Racism and gender intersect in their construction of variations of power through individual attitudes identifying individuals by points of difference in race and gender and through individual behaviors of using differences in race and gender to distinguish other groups of individuals (Pettman 1992, p. 60). First a point of variation in gender or race is identified- difference between individuals is noticed; this point of variation creates an individual’s attitude of the individuals being divided/ separated by this difference in race or gender; an individual’s attitude of separation from another-makes individual have an attitude that perceives the “other” individual only as separated from themselves based on race or gender;That point of variation in gender or race is then used again to separate in practice and eventually: form into an individual’s behavior of sorting, categorizing, dividing, and grouping individuals on the basis of differences perceived in the gender or race between themselves differently sorted /different groups of individuals; this individual behavior of sorting creates “groups of ‘OTHERS’” based on race or gender ( (Fozdar, Wilding & Hawkins 2012, p. Ix; Pettman 1992, p. 56). Ethnocentrism is a cause of any power variation (Moreton-Robinson 1999, p. 32-33).
Racism and gender intersect in their construction of disparities of power. They each start building through an individual attitude preference- that eventually contrives a rank of racism and gender into hierarchical scales. Next the pair continue constructing via individual behavioral practices- that forges a separation of races and genders into other groups of individuals on the hierarchical scale; acting to assign power disparities (Pettman 1992, p. 60).
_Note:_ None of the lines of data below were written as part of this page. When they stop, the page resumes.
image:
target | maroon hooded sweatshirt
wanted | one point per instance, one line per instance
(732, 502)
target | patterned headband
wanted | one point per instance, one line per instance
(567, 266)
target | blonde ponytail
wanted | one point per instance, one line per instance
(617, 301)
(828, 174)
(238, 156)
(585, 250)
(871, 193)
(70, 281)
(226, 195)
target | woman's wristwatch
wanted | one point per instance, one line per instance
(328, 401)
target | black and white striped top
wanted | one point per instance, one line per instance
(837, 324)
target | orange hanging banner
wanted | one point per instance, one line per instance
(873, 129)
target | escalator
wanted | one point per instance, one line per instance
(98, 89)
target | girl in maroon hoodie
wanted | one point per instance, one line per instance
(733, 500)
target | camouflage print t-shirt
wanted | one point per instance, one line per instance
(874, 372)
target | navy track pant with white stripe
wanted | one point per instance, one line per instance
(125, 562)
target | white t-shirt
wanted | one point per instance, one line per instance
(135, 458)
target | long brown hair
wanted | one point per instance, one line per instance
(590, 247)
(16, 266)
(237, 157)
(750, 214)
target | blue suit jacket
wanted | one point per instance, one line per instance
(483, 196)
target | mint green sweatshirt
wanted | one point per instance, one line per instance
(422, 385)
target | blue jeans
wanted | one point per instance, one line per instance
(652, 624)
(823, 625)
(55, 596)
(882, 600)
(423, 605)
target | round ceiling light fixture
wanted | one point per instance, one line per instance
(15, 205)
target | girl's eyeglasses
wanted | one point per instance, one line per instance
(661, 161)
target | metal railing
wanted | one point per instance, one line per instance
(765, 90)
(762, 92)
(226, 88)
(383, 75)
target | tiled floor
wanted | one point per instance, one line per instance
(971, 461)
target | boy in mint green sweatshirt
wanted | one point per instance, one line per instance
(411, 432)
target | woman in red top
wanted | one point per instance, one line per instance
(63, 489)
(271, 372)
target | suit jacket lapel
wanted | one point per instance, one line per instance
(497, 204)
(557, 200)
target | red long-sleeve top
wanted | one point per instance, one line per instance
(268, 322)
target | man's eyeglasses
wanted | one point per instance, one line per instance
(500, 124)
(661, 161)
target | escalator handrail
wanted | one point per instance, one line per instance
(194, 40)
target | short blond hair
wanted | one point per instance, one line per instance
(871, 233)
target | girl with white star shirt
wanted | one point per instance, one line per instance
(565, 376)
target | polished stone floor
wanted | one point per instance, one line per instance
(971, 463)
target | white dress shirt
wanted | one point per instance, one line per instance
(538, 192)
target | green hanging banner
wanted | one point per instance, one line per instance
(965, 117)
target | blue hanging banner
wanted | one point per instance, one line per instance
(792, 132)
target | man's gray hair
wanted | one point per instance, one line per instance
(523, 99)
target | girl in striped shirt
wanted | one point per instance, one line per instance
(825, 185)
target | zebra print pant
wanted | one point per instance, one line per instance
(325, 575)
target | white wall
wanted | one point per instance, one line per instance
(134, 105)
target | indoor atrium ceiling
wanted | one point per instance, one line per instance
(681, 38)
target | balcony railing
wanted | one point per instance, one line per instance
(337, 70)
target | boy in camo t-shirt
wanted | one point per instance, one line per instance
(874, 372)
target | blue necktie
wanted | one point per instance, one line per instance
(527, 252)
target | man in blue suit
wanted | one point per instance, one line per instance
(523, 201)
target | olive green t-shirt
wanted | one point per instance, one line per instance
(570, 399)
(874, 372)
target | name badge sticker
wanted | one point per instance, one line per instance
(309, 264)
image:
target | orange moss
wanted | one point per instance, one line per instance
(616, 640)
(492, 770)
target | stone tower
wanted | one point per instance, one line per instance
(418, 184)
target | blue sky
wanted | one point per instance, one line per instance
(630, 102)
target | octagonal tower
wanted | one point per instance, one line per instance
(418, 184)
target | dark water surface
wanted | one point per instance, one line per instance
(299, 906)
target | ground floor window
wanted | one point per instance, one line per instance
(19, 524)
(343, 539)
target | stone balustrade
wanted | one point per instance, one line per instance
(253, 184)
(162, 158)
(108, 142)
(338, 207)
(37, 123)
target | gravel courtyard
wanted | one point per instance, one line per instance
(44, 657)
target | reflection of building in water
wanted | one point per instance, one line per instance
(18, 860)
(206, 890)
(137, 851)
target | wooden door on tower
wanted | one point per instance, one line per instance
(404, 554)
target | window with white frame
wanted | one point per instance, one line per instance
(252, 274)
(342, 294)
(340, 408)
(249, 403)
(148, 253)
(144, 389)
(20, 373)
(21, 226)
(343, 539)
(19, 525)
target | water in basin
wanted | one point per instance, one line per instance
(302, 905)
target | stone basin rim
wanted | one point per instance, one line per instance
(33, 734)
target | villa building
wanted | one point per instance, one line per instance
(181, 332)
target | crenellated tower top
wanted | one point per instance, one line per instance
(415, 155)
Using race and gender as mechanisms of categorization: classification distinguishes and forms“others as a group;” individual’s behavior practicing discriminating negligently forms an attitude toward the points of variations discriminated on; and subsequently begins to associate meaning to the sorted categories of race and gender: the individual’s attitude of race and gender is often biased and favors the category that they have grouped themselves into. Based on this, an individual forms their own preference in categories that expands the variations of race and gender as rankings, rated in a hierarchical system.This system this is the step where the bad notions of “other groups’” of genders and races come in: the attitude preferences instill disparities in the quality associated with- and therefore the power associated to groups of people. An individual often perceives differences in “other group(s)” a danger because it is unknown and a threat that risks what they do know; Fear influences individual’s behaviors toward groups of ‘others’ and it drives a need to act in a way that will “eliminate the threat;” this is exemplified to some degree in a great number of acts of racism and sexism. Shown, simply, by remarks like ‘they take our jobs’ or parents and adults of a community not allowing or limiting children’s exposure to the unknown “other group”(Pettman 1992, p. 56-60). Hughey (2011, p. 144-146) exemplifies this and depicts multifaceted effects of fear in his observations of the the white antiracist organization Whites for Racial Justice (WRJ):
The white male protection of white women from Black and Latino men accomplishes three goals. First, it reestablishes patriarchy through the assumption that white women need white men. The reification of this belief guides both the inter- and intra-gendered social interactions…Second, white male protective surveillance of white women from men of color discourages intimacy across the color line, maintaining a belief in white racial purity. Third, very few white members of either group questioned the assumption that black and Latino men posed a threat to white women, but instead used fear to propel their activism.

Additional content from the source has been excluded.